On the crystal and magnetic ordering structures of clinoatacamite, γ-Cu2(OD)3Cl, a proposed valence bond solid

Frustrated magnetic systems provide routes to exploring degeneracies and creating new electronic states. While there has been extensive theoretical study concerning the effects in the S = 1/2 quantum limit, little is known experimentally because of the scarcity of model materials, in particular systems with the pyrochlore and kagome lattices of corner-sharing tetrahedra and triangles, respectively. Much interest has developed from the discovery of herbertsmithite, ZnCu3(OH)(6)Cl-2, a material for which magnetic order has not yet been found, and its proposal as a model S = 1/2 kagome antiferromagnet. This work reopened the debate over the nature of the ground state for this archetypal quantum magnet and had led to recent theoretical suggestions that resonance effects, similar to those used to explain aromaticity in benzene, crystallize an exotic localized spin structure called a valence bond solid (VBS) from the quantum spin liquid phase.
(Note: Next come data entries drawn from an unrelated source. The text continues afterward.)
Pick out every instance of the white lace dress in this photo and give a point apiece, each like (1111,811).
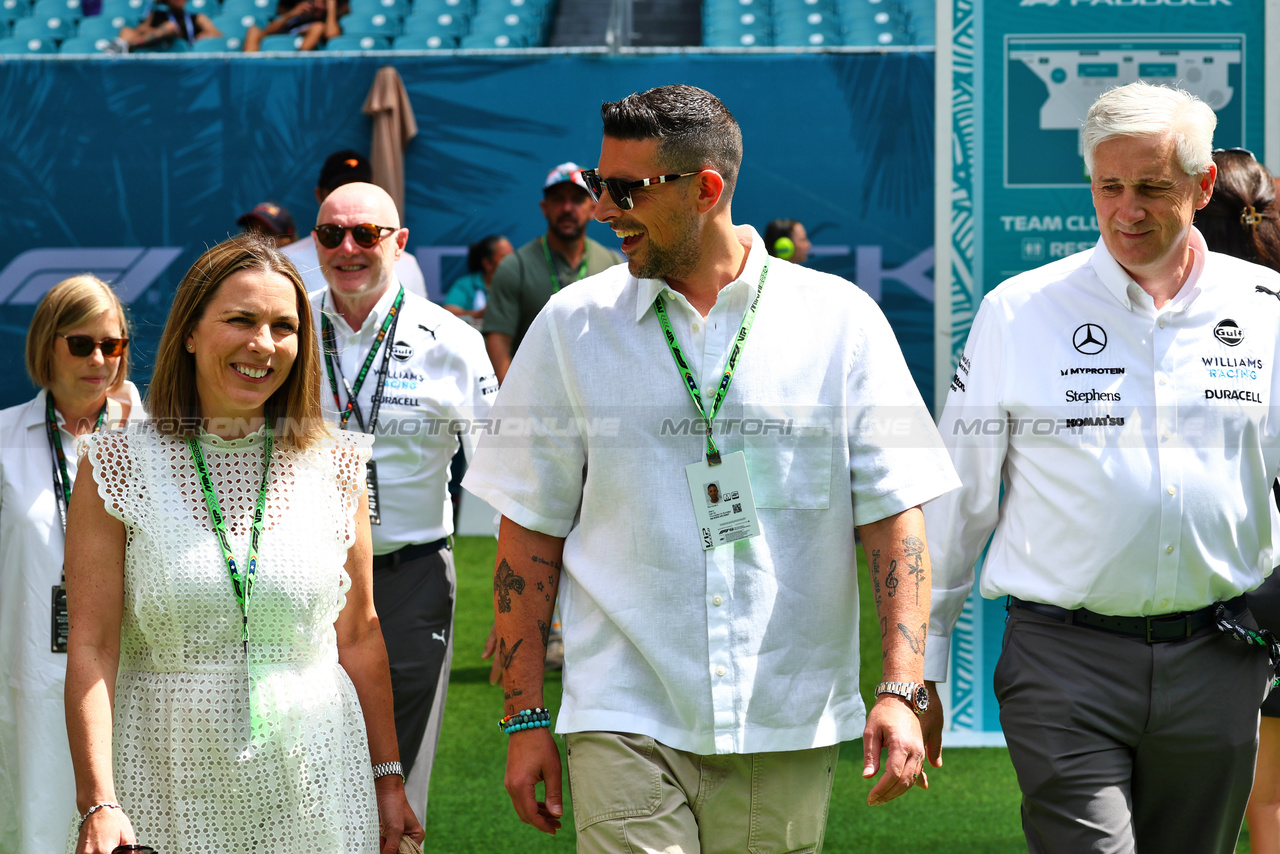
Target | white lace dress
(214,754)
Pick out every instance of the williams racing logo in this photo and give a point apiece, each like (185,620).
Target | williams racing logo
(1089,339)
(1229,333)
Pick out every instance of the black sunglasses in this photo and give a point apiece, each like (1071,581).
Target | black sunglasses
(365,234)
(81,346)
(621,190)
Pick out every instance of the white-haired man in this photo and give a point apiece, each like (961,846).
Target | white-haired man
(415,377)
(1130,389)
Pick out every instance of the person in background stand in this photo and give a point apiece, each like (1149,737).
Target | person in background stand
(469,295)
(1240,219)
(77,355)
(531,274)
(786,238)
(416,377)
(316,21)
(342,168)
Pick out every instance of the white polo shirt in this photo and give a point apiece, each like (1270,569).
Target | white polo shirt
(1136,447)
(748,647)
(439,382)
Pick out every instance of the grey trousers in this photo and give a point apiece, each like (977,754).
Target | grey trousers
(1124,747)
(415,606)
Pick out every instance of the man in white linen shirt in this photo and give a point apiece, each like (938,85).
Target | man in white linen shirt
(415,377)
(711,671)
(1123,397)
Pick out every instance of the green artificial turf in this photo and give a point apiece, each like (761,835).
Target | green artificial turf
(970,808)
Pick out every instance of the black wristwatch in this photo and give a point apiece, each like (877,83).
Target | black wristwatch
(914,693)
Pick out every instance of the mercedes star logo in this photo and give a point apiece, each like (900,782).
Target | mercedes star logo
(1089,339)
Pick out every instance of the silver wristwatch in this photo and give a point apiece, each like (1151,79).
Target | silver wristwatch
(914,693)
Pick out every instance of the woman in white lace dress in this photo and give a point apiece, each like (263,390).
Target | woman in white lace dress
(220,597)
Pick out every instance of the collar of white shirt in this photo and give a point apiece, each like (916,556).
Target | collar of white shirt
(1130,295)
(375,318)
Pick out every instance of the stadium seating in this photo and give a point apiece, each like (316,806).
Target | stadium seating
(63,9)
(14,45)
(446,26)
(236,24)
(359,42)
(380,23)
(280,44)
(83,45)
(53,30)
(424,41)
(223,44)
(263,10)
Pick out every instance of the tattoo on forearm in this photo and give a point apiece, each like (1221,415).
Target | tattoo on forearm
(876,576)
(914,549)
(506,580)
(504,654)
(917,645)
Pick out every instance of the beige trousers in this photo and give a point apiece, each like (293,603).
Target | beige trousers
(634,795)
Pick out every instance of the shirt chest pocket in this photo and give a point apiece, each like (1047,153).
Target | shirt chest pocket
(789,455)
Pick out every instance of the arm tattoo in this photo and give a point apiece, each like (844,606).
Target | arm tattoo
(876,576)
(914,549)
(506,580)
(506,656)
(917,645)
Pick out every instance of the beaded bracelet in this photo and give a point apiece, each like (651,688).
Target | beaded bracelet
(105,804)
(526,720)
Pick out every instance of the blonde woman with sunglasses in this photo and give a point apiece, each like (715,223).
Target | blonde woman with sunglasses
(77,355)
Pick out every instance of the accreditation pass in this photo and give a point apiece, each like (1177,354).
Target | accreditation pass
(722,501)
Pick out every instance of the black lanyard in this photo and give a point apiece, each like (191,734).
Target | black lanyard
(551,265)
(62,480)
(334,369)
(241,584)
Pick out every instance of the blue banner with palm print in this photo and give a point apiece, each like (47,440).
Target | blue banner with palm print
(132,167)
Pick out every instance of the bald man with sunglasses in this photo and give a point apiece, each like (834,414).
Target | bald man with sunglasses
(417,378)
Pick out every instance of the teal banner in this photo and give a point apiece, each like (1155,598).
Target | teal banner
(1019,77)
(131,168)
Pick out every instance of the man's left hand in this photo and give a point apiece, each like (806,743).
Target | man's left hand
(894,727)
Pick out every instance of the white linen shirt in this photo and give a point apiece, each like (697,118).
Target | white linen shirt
(37,786)
(439,382)
(1136,447)
(749,647)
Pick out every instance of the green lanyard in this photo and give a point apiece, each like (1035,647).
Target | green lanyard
(330,351)
(547,254)
(243,585)
(62,480)
(691,382)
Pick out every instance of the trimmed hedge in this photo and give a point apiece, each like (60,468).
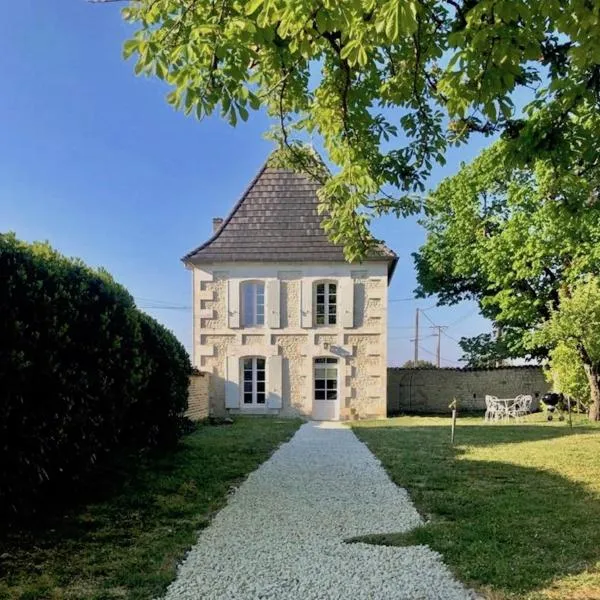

Inspired by the work on herbertsmithite, studies of the parent material clinoatacamite, gamma-Cu-2(OH)(3)Cl, in which the kagome layers, that are separated by Zn2+ in herbertsmithite, are coupled by Cu2+ ions have led to suggestions that the exchange interactions connecting these spins to those in the kagome layers are only weak, which allows a transition to occur at T similar to 18 K to a VBS, made up of singlets formed from the dimerized spins of the kagome planes. We present neutron diffraction studies of the crystallographic and magnetic structures that cast doubt on this interpretation and instead indicate significant coupling of all the Cu spins. Further, we find that the low temperature transition is associated with a canted ferromagnetic structure which is incompatible with the VBS.